KBUS
- Paris, Texas; United States;
- Frequency: 101.9 MHz
- Branding: 101.9 KBUS

Programming
- Format: Classic rock

Ownership
- Owner: East Texas Broadcasting, Inc.
- Sister stations: KALK, KPLT, KPLT-FM, KSCH

History
- First air date: June 3, 1985 (at 103.9)
- Former frequencies: 103.9 MHz (1985–1988)

Technical information
- Licensing authority: FCC
- Facility ID: 71408
- Class: C2
- ERP: 50,000 watts
- HAAT: 150 meters
- Transmitter coordinates: 33°44′54.00″N 95°24′52.00″W﻿ / ﻿33.7483333°N 95.4144444°W

Links
- Public license information: Public file; LMS;
- Webcast: Listen Live
- Website: easttexasradio.com/stations/kbus-101-9/

= KBUS =

Radio station in Paris, Texas

KBUS (101.9 FM) is a radio station broadcasting a classic rock format. Licensed to Paris, Texas, United States, the station serves the Paris area. The station is currently owned by East Texas Broadcasting, Inc. Darren Trip serves as Morning Drive host from 6am - 10am. All other day-parts feature programming from Westwood One.

==History==
KBUS signed on the air on June 3, 1985 and became the 5th radio station to sign-on in Paris as "K-BUS". When KBUS started to sign-on the air, the station started broadcasting on 103.9 FM and first aired an adult contemporary format. It moved to its present 101.9 FM frequency in 1988. Throughout its earlier years, KBUS shares its building with its sister-station 1250 AM KPRE, a country AM station and was previously part of ABC News Radio.
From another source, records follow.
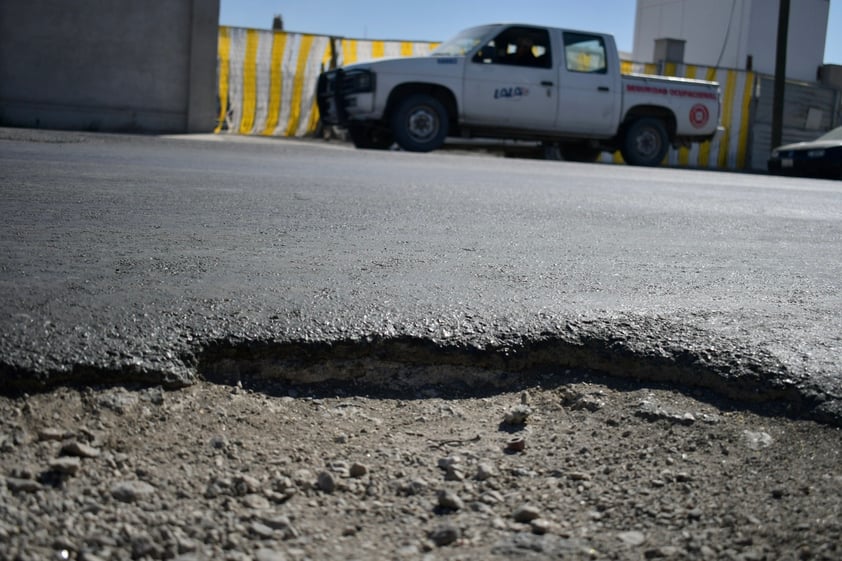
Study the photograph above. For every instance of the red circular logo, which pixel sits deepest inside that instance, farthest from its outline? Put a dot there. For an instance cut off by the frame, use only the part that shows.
(699, 115)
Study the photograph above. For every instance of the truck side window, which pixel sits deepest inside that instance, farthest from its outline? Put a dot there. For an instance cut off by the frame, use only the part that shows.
(517, 46)
(584, 53)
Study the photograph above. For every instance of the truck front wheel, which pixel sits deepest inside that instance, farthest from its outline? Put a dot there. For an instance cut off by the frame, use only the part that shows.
(419, 123)
(645, 142)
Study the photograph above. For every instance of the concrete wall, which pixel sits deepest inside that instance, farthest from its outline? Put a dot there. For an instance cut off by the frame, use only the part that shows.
(109, 65)
(724, 33)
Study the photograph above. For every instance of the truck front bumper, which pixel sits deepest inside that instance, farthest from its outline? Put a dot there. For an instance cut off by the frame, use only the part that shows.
(343, 95)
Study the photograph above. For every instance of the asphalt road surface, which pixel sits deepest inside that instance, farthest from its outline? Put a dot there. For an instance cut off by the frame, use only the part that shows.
(160, 260)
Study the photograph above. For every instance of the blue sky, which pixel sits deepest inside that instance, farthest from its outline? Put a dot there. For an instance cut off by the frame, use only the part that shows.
(436, 20)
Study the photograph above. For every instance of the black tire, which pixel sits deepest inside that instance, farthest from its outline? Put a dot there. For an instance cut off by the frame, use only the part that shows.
(420, 123)
(370, 138)
(645, 142)
(579, 153)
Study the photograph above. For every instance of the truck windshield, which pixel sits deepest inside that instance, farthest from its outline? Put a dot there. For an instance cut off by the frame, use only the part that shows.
(463, 43)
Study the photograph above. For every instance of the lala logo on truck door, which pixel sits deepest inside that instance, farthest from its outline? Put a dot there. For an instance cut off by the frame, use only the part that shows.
(512, 92)
(699, 115)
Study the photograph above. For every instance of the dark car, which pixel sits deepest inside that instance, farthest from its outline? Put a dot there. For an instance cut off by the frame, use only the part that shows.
(821, 157)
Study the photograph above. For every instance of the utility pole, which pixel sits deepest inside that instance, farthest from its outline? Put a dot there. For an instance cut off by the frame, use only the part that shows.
(780, 75)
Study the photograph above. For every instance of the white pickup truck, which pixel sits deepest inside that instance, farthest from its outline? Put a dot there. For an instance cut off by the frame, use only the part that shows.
(525, 82)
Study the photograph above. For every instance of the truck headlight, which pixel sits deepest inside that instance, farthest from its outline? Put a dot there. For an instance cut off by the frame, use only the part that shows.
(358, 81)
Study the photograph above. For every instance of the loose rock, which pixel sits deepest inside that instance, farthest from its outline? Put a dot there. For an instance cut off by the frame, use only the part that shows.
(132, 491)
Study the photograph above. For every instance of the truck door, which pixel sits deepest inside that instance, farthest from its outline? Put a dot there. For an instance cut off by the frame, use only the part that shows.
(511, 81)
(589, 89)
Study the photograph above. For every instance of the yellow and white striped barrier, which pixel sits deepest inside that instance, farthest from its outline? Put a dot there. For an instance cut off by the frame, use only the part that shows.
(267, 79)
(356, 50)
(726, 151)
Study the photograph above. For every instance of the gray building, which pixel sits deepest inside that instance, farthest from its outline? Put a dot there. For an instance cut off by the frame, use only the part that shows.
(109, 65)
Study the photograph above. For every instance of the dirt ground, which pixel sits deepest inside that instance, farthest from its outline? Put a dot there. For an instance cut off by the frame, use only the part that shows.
(570, 467)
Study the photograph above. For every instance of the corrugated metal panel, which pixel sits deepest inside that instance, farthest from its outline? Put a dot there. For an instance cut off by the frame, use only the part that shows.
(800, 100)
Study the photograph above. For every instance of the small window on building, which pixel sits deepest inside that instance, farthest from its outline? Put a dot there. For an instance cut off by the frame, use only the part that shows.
(518, 46)
(584, 53)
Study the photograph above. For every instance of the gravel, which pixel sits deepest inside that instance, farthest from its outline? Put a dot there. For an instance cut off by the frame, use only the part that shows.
(609, 470)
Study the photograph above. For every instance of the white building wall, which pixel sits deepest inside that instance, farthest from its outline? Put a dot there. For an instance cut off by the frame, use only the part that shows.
(725, 33)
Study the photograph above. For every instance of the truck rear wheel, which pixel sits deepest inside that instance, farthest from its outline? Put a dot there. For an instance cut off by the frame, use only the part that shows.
(645, 142)
(420, 123)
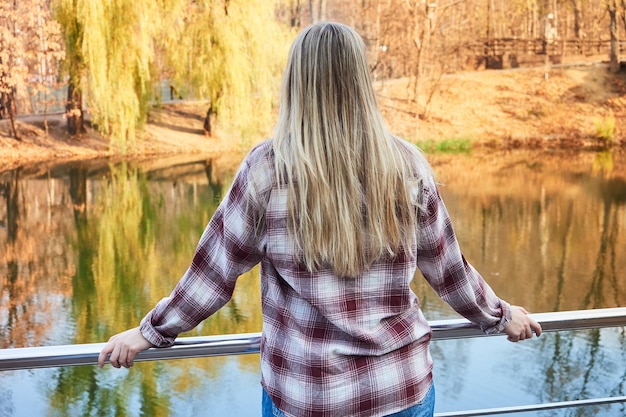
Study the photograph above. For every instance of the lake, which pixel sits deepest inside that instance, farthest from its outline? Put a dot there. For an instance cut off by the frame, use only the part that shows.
(89, 247)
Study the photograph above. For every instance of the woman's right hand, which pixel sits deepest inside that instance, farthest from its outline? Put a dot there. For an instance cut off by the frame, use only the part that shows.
(123, 348)
(521, 326)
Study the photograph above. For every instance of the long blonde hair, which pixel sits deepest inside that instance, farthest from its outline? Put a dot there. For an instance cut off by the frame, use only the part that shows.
(347, 178)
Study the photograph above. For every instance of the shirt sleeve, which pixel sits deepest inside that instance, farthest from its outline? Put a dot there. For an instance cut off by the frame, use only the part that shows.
(230, 246)
(455, 280)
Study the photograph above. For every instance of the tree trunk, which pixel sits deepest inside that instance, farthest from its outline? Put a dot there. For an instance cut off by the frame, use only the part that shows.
(209, 122)
(9, 104)
(74, 111)
(577, 19)
(614, 53)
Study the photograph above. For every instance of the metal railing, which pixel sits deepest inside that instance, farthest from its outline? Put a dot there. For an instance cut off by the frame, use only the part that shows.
(237, 344)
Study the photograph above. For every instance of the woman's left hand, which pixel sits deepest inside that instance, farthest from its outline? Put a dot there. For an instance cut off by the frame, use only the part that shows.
(521, 326)
(123, 348)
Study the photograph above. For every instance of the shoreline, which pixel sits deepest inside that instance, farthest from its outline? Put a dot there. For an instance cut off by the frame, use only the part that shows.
(491, 110)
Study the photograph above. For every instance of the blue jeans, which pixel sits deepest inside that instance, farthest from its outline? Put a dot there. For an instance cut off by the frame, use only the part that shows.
(426, 408)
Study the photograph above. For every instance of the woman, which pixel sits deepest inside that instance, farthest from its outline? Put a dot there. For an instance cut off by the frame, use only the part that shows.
(339, 213)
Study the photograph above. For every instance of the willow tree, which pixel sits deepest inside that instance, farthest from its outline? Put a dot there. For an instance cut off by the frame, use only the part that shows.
(110, 44)
(230, 54)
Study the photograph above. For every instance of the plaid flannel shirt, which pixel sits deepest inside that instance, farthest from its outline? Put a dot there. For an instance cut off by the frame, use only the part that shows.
(331, 346)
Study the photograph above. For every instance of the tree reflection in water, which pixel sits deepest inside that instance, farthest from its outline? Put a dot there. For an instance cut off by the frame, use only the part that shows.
(89, 248)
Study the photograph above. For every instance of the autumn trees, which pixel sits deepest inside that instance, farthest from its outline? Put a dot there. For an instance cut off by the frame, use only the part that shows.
(30, 50)
(224, 52)
(114, 55)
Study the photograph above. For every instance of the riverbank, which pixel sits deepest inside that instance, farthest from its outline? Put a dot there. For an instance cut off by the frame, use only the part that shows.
(574, 107)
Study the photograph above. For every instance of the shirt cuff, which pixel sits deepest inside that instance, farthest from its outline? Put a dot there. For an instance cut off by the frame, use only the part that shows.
(504, 320)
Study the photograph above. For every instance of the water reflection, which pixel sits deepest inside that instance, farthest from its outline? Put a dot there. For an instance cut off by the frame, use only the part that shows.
(89, 248)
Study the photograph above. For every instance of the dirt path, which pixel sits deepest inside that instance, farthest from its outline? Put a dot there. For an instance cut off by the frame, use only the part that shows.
(492, 108)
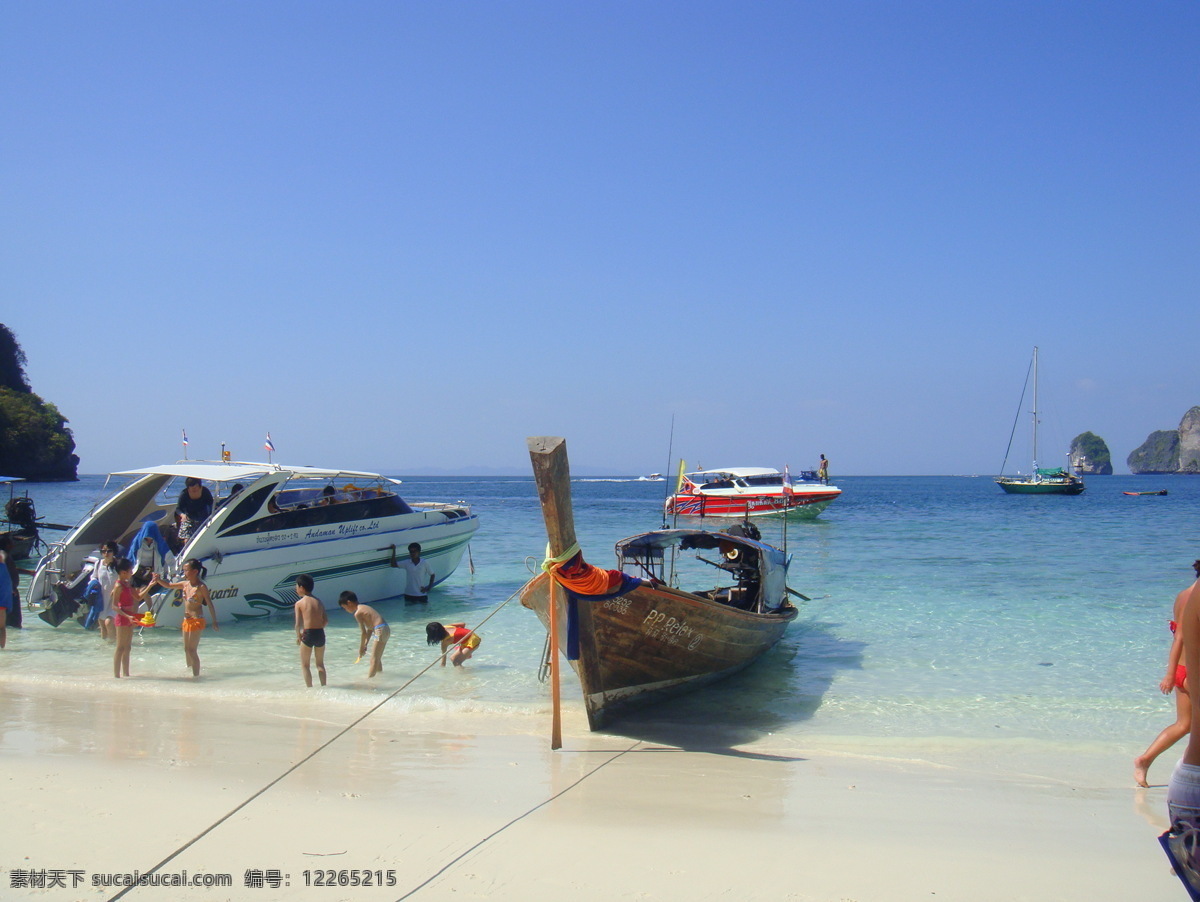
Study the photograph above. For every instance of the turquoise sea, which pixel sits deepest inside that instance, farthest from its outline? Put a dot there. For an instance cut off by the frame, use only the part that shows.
(942, 609)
On September 9, 1991, Lamar County Broadcasters Incorporated who owned both KBUS and KGDD (formerly KPRE) was sold to Charles Webster of Webster Broadcasting Incorporated. By 1994, KBUS changed its format to the current Classic Rock format.

==Former programming==
During its earlier years, KBUS was an affiliate of the Associated Press. However, during parts of the late 1980s and into the 1990s, KBUS formerly has its own "Solid-Gold Saturday Night" program with a mix of Oldies in its playlist.